Darth Vader dominates Ralph McQuarrie‘s painting. Vader has the drop on Luke and Leia, standing atop a pile of rubble between stone two columns with a misty forest in the background. Something bright and red and glowing is in the middle of the pile, commanding a viewer’s attention almost as much as Vader does. What’s happening? How did they get to where they are? I still find the cover and the title almost as irresistible as I did when I first bought the paperback way back in the days before the Empire struck back.
A copy recently made its way to me, a Del Rey paperback with a cover price of $1.95 and an ad in the back to mail-order books by Robert A. Heinlein, 50¢ to cover postage and handling, please allow four weeks for delivery. I hadn’t read Splinter of the Mind’s Eye in at least thirty years, more likely forty. Had the Suck Fairy paid a visit? I mentioned it on social media, and replies ran the gamut — liked it, couldn’t get into it, anticipation followed by disappointment, loved it (but how did Luke learn to swim while growing up on Tatooine?), it always sucked — but nobody said they had read it recently.
So I dove in. It didn’t take long to read: the book is a svelte 200 pages, about half the length of a the William Gibson I am currently reading, and much shorter than what’s usually marketed as a novel these days. The story is linear, and this review is full of forty-year-old spoilers. Luke and Leia make a forced landing on the swampy planet Mimban. They make their way toward a landing beacon that turns out to be located in a secret Imperial energy-mining (don’t ask) settlement. Their efforts to blend in and find a way to sneak off-planet fail, but not before they make an ally of Halla, an older human woman living on the fringes of the settlement. She’s got some skill with the Force and is looking for a crystal that greatly magnifies a Force-sensitive person’s abilities. Luke and Leia fail to blend in so badly that they get into a fight with some miners and wind up captured by the local garrison. I am sure that Luke’s use of a lightsaber did nothing to hint that he might not be the newly transferred miner he claims to be. (The book badly needs Han Solo’s anarchic energy. There’s no one to blast the communication desk and say “Boring conversation anyway.”)
Luke and Leia escape jail with some help from Halla. Unfortunately for them, the local commander has sent a picture of Leia up the chain of command, and higher powers are beginning to take an interest. The price of Halla’s help is that they have to help her find the crystal she’s been seeking for so long. Will that help them get off-planet? (Hush, this isn’t the kind of book it pays to ask many questions about.) In the swamps, various things try to eat, maul, or smash them. The group, which also includes C3PO and R2-D2 as well as two furry aliens that aren’t Wookiees but might as well be, winds up separated. Luke and Leia find themselves in a tunnel complex, where they fight off some of Mimban’s resident humanoids. Halla and company are less fortunate, although they are above ground, and find themselves captured by the same humanoids, the Coway. Luke defeats a Coway champion in single combat sans lightsaber, with some unexpected help from the Force, and suddenly no one is bickering about who killed or captured who. That’s pretty useful when stormtroopers show up at an inconvenient time.

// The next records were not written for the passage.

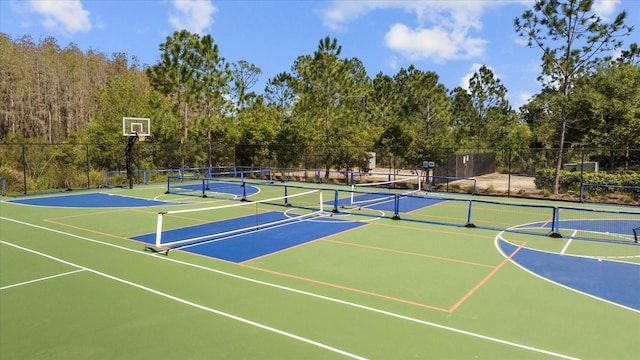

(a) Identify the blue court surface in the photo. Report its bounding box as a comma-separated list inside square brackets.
[132, 212, 365, 263]
[500, 240, 640, 310]
[9, 193, 171, 208]
[170, 181, 259, 197]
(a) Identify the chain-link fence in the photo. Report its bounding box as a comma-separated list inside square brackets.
[0, 140, 640, 202]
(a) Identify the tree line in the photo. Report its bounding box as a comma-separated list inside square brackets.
[0, 0, 640, 191]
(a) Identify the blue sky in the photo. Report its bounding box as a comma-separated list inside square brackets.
[0, 0, 640, 108]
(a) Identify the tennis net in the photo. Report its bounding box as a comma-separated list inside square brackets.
[155, 190, 330, 248]
[349, 176, 421, 208]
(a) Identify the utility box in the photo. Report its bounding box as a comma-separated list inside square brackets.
[562, 161, 598, 172]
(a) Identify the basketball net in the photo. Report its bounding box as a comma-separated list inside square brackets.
[136, 131, 147, 141]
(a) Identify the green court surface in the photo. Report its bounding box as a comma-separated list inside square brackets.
[0, 185, 640, 359]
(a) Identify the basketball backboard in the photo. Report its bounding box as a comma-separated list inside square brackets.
[122, 117, 151, 137]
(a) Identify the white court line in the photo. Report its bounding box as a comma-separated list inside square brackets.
[0, 216, 577, 360]
[0, 268, 84, 290]
[0, 240, 366, 360]
[560, 230, 578, 255]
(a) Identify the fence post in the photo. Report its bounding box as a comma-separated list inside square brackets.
[22, 144, 27, 195]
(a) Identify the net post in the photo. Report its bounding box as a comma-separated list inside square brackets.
[156, 211, 166, 247]
[389, 195, 400, 220]
[549, 206, 562, 239]
[464, 200, 476, 228]
[331, 190, 339, 214]
[200, 179, 207, 198]
[284, 185, 289, 207]
[240, 178, 248, 201]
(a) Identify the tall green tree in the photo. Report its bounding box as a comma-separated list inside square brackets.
[469, 65, 511, 152]
[569, 63, 640, 150]
[146, 30, 230, 141]
[288, 37, 370, 176]
[514, 0, 633, 194]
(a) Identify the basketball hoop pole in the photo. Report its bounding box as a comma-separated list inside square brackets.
[124, 132, 138, 189]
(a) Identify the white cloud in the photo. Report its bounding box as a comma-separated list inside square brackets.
[169, 0, 218, 34]
[29, 0, 92, 35]
[385, 24, 486, 62]
[322, 0, 500, 62]
[592, 0, 620, 20]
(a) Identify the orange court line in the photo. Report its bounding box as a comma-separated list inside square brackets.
[323, 239, 494, 268]
[375, 222, 495, 240]
[44, 219, 131, 240]
[239, 263, 449, 312]
[448, 241, 527, 313]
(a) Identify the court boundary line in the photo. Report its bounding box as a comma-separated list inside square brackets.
[0, 240, 366, 360]
[0, 216, 579, 360]
[0, 268, 84, 291]
[494, 231, 640, 313]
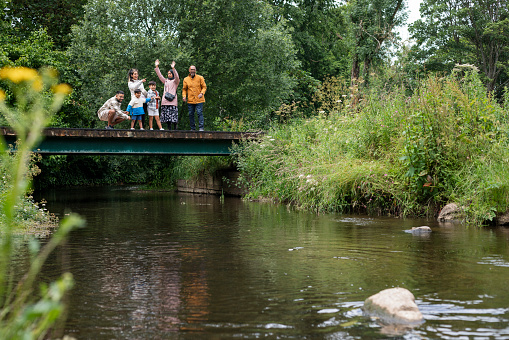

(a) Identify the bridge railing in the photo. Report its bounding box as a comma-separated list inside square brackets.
[0, 127, 263, 156]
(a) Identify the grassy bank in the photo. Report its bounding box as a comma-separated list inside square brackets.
[232, 70, 509, 224]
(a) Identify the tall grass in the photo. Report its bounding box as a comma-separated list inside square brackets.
[0, 67, 83, 339]
[235, 69, 509, 223]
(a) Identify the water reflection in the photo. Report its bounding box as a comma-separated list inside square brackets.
[32, 188, 509, 339]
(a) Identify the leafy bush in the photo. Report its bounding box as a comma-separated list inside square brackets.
[235, 69, 509, 223]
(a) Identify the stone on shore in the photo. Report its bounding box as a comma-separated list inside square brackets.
[363, 288, 424, 325]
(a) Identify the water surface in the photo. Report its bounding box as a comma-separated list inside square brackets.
[35, 188, 509, 340]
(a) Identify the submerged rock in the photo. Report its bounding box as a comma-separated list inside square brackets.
[409, 225, 431, 234]
[363, 288, 424, 325]
[496, 211, 509, 226]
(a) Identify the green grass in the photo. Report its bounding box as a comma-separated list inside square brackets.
[231, 72, 509, 224]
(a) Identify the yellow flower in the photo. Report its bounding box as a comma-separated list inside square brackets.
[52, 83, 72, 94]
[0, 66, 38, 84]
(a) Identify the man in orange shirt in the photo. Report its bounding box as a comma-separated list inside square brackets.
[182, 65, 207, 131]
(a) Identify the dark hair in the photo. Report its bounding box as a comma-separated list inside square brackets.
[127, 68, 138, 81]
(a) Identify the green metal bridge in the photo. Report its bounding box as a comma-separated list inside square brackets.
[0, 127, 262, 156]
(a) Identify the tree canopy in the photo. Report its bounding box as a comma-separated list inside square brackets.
[410, 0, 509, 91]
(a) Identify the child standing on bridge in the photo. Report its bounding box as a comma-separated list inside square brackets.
[147, 80, 164, 130]
[127, 89, 150, 130]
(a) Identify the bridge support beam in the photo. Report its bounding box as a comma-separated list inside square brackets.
[0, 127, 260, 156]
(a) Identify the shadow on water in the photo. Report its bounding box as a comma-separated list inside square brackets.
[31, 188, 509, 339]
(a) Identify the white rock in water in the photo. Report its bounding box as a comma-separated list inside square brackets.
[363, 288, 424, 324]
[411, 225, 431, 233]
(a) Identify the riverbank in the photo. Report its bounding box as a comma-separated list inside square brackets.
[232, 72, 509, 225]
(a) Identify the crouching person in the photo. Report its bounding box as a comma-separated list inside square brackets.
[97, 91, 131, 129]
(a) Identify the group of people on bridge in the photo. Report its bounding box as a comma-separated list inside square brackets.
[97, 59, 207, 131]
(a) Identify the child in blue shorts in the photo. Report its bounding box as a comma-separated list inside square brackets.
[127, 89, 150, 130]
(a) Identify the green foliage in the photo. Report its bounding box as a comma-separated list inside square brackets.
[67, 0, 184, 128]
[410, 0, 509, 94]
[236, 70, 509, 223]
[267, 0, 350, 80]
[2, 0, 86, 50]
[178, 0, 298, 124]
[0, 67, 83, 339]
[349, 0, 406, 81]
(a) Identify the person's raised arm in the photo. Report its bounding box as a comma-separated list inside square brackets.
[171, 61, 180, 86]
[154, 59, 166, 84]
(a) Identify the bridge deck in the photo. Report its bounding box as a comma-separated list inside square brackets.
[0, 127, 261, 156]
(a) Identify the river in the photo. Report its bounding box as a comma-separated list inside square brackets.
[32, 187, 509, 340]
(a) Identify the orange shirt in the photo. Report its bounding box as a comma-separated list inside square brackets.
[182, 75, 207, 104]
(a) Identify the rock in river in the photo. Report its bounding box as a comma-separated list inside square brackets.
[363, 288, 424, 324]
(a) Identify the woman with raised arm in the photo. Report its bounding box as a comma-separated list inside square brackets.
[127, 68, 147, 127]
[155, 59, 180, 130]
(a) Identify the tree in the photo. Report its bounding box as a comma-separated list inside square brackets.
[410, 0, 509, 91]
[267, 0, 350, 80]
[3, 0, 87, 50]
[178, 0, 298, 127]
[350, 0, 406, 80]
[68, 0, 183, 127]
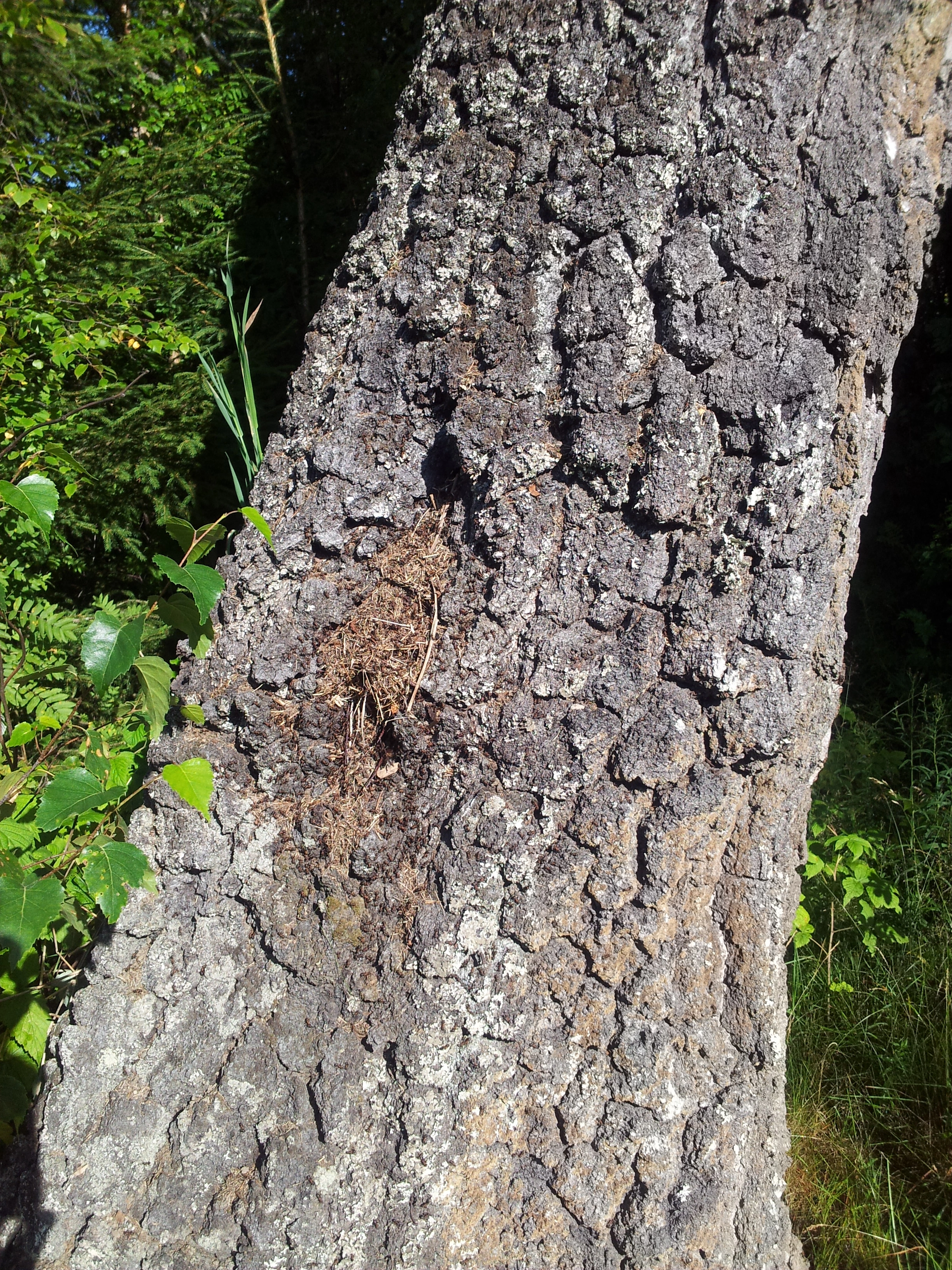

They shoot about as well as stormtroopers ever do, and when that’s done Luke, Leia and company decide they have to get to the crystal before Vader does. Luke senses that he is on Mimban, and fears what he could do with the crystal’s Force-multiplying traits. They find the temple, which is obviously dedicated to Cthulhu, though the Mimban god is called Pomojema. Alan Dean Foster has crossed the streams, and that’s never good. Anyway, they have arrived ahead of Vader, but only just. Fighting ensues. Vader monologues some. Leia picks up the lightsaber and gives a good account of herself when Luke is in a particularly bad spot. Luke recovers, and in further fighting he cuts of Vader’s right arm. Both are nearly spent, which offers the barest of justification for Vader not noticing that he is about to step into the ancient temple’s sacrificial well of unplumbed depths. This he does, plummeting to an uncertain fate that Luke’s Force sensitivity tells him isn’t death.
Luke uses the crystal to heal himself and Leia. He entrusts it to Halla and says she might as well keep it since she’s coming with them to meet up with the Rebellion. Splinter of the Mind’s Eye ends before saying how they will escape from a secret Imperial installation where all incoming spacecraft are tightly controlled. This is not the kind of book it pays to ask too many questions about.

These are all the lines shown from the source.